# wish I knew what the sword was for



## CuervoGold

Hi everybody, 

I have a grammar doubt due to translating a song ("Name written in water" - Cass McCombs). These are the lines:

_In the very center of my Soul 
Is an Eye from which emerges a sword 
I just wish I knew what the sword *was* for 
_
I suppose that, although it reads "was", it is actually referring to the present: "Ojalá supiera para qué *sirve* la espada". I guess it's a kind of subjunctive rather than a past expression, isn't it?

My question is, how would I express the same idea if I wanted to refer to the past? Let me rewrite the lines of the song:

_In the very center of my Soul 
Was an Eye from which emerged a sword 
I just wish I knew what the sword ?????  (_From the present, I want to express that I want to know what the sword was for in the past). "Ojalá supiera para qué *servía* esa espada".  

How would I express that idea with "I just wish I knew..."?

Hope I made myself clear. Thank you in advanced.


----------



## The Newt

I just wish I *had known* what the sword was for.


----------



## CuervoGold

Hi The Newt!

But I don't want to express the idea that "Ojalá hubiera sabido (en el pasado) para qué servía la espada".

I would like to express it from the very present: now it's my great desire to know what that sword was for (ojalá supiera para qué servía esa espada).
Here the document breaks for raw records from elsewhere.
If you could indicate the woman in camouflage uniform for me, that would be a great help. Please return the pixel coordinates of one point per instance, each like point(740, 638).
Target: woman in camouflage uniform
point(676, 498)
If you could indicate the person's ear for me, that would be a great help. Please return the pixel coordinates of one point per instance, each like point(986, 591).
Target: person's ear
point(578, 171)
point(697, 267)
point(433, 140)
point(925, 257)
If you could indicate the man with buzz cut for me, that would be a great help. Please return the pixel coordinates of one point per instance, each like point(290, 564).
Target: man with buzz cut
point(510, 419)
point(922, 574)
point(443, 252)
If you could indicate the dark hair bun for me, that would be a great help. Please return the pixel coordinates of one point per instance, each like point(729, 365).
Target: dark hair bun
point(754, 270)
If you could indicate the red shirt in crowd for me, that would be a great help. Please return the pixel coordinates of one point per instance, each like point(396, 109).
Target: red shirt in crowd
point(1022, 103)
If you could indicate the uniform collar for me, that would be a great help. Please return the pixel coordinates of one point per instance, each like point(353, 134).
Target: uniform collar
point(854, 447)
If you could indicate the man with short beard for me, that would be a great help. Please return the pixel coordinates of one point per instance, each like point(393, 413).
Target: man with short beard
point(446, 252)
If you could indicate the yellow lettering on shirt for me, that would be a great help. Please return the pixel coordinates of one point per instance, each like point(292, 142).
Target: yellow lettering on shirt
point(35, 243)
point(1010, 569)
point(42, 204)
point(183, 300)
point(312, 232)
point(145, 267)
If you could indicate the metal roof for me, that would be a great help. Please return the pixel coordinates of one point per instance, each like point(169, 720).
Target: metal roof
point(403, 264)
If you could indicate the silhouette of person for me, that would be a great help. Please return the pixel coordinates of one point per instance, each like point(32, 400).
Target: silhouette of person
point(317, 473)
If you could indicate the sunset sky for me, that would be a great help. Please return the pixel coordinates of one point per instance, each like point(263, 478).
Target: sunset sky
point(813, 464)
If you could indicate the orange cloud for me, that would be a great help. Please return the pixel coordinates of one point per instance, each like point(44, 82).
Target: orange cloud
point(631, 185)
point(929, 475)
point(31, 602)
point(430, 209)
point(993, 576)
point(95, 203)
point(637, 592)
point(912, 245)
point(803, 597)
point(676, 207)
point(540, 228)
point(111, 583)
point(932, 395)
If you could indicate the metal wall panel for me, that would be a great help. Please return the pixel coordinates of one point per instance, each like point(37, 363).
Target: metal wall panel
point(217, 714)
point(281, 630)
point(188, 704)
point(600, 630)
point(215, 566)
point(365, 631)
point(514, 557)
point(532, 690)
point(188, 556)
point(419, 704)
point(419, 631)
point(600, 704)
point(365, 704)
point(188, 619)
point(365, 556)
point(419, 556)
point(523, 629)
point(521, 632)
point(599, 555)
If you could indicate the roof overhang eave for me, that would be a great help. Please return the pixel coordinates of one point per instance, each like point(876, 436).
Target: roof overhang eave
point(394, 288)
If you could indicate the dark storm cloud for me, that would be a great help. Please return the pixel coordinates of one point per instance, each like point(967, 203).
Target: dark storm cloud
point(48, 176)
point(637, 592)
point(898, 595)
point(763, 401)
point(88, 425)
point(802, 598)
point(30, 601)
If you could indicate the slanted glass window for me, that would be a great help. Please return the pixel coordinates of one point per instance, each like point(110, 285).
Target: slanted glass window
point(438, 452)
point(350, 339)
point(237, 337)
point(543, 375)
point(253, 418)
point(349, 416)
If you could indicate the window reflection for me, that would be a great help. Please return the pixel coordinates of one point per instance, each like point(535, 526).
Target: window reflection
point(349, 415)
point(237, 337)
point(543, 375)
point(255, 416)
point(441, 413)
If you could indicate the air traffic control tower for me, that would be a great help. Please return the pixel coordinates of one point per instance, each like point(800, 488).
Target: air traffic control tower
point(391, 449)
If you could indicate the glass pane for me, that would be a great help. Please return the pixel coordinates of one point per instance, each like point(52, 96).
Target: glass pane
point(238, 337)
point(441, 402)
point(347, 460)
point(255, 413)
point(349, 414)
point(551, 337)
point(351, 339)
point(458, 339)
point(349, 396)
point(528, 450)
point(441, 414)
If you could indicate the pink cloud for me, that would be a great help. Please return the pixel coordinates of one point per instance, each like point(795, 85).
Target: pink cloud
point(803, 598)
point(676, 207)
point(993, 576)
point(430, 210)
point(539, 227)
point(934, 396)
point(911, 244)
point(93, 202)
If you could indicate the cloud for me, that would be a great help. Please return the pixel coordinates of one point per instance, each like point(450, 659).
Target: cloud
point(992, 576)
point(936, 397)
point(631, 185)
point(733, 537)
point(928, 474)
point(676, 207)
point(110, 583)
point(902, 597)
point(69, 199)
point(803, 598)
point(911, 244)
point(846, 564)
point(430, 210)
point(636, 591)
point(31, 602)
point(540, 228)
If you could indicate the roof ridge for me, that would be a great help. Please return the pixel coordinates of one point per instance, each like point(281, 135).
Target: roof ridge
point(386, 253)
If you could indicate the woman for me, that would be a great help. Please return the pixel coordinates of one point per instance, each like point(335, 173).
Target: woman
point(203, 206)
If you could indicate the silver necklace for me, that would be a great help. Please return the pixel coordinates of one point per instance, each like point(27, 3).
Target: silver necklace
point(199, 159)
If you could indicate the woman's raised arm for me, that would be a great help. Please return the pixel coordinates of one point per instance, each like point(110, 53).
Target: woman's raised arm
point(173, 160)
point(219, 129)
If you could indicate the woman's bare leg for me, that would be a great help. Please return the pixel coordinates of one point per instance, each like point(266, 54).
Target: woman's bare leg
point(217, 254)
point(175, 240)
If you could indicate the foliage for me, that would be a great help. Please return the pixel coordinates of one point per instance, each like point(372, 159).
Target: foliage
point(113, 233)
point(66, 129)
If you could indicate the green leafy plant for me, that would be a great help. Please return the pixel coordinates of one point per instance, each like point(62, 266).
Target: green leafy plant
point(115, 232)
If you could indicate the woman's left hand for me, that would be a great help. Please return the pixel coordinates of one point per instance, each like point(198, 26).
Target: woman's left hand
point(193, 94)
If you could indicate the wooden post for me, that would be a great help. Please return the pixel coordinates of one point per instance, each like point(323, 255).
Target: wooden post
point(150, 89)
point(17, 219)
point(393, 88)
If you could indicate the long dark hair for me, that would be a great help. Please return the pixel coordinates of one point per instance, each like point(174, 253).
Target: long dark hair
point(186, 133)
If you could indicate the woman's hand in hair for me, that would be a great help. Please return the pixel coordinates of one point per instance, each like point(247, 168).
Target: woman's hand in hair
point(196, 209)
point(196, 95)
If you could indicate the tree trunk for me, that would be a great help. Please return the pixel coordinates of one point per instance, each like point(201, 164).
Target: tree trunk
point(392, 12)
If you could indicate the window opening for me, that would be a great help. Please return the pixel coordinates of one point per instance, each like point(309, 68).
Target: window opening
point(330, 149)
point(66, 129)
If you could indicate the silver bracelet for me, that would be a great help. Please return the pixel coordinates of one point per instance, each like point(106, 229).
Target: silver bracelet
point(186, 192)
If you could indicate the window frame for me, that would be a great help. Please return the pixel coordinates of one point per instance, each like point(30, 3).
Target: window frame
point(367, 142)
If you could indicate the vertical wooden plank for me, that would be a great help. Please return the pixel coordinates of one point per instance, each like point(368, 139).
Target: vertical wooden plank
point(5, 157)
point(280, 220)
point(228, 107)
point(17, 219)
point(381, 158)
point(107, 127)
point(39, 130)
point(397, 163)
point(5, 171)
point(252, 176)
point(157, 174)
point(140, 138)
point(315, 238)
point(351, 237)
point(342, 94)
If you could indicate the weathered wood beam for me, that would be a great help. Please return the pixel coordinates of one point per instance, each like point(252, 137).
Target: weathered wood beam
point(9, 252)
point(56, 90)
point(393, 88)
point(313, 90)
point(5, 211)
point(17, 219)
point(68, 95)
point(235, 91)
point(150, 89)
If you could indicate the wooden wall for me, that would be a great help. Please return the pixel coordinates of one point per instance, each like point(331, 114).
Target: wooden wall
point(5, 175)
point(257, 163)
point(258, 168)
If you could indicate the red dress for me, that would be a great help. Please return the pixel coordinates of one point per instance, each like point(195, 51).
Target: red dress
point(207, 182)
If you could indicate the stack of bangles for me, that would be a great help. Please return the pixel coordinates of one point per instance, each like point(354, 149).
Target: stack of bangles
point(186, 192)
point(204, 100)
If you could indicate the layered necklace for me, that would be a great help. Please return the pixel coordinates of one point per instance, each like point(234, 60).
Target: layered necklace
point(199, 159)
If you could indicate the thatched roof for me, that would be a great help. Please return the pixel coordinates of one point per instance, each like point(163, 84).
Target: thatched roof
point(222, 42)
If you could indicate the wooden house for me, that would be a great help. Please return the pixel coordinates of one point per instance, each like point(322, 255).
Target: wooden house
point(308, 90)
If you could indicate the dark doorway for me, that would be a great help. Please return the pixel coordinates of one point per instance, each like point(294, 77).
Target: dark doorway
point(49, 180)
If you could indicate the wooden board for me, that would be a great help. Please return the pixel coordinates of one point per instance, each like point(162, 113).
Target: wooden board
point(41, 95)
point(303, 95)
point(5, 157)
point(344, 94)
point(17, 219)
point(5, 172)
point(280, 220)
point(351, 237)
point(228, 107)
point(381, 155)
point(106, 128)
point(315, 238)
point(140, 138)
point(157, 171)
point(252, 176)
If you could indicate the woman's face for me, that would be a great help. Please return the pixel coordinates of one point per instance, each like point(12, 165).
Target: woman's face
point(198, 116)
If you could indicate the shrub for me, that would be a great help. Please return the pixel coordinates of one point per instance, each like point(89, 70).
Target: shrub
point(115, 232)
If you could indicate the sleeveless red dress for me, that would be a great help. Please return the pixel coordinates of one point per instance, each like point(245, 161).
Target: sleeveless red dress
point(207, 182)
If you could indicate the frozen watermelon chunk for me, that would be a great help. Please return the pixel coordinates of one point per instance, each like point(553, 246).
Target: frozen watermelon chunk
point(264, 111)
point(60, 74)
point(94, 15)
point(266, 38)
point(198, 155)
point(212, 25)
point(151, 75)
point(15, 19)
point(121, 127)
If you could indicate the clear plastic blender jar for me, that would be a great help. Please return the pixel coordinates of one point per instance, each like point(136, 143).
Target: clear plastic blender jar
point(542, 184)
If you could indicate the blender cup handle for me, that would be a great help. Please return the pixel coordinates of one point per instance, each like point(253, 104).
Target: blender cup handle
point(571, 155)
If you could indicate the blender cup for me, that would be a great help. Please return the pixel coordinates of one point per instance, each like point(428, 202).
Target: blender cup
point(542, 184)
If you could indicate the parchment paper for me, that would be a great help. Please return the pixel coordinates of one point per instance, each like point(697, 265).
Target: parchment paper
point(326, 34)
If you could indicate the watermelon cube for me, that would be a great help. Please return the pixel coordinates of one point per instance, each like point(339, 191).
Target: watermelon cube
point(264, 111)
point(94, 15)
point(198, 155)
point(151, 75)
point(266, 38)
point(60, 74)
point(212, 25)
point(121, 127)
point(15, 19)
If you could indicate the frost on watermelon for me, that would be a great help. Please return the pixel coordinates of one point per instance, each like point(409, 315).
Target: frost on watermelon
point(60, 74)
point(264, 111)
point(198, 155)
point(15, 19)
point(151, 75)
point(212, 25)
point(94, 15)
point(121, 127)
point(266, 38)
Let me give you other examples (in Spanish, nevertheless):

- Ojalá supiera ahora por qué me trataste tan mal en el pasado.
- Ojalá supiera ahora mismo por qué te fuiste ayer de la fiesta tan repentinamente.


----------



## The Newt

CuervoGold said:


> Hi The Newt!
> 
> But I don't want to express the idea that "Ojalá hubiera sabido (en el pasado) para qué servía la espada".
> 
> I would like to express it from the very present: now it's my great desire to know what that sword was for (ojalá supiera para qué servía esa espada).
> 
> [...].



We would say "I just wish I knew what the sword was for," and the context would tell us that we were referring to an actual past situation.


----------



## SevenDays

CuervoGold said:


> Hi everybody,
> 
> I have a grammar doubt due to translating a song ("Name written in water" - Cass McCombs). These are the lines:
> 
> _In the very center of my Soul
> Is an Eye from which emerges a sword
> I just wish I knew what the sword *was* for
> _
> I suppose that, although it reads "was", it is actually referring to the present: "Ojalá supiera para qué *sirve* la espada". I guess it's a kind of subjunctive rather than a past expression, isn't it?
> 
> My question is, how would I express the same idea if I wanted to refer to the past? Let me rewrite the lines of the song:
> 
> _In the very center of my Soul
> Was an Eye from which emerged a sword
> I just wish I knew what the sword ?????  (_From the present, I want to express that I want to know what the sword was for in the past). "Ojalá supiera para qué *servía* esa espada".
> 
> How would I express that idea with "I just wish I knew..."?
> 
> Hope I made myself clear. Thank you in advanced.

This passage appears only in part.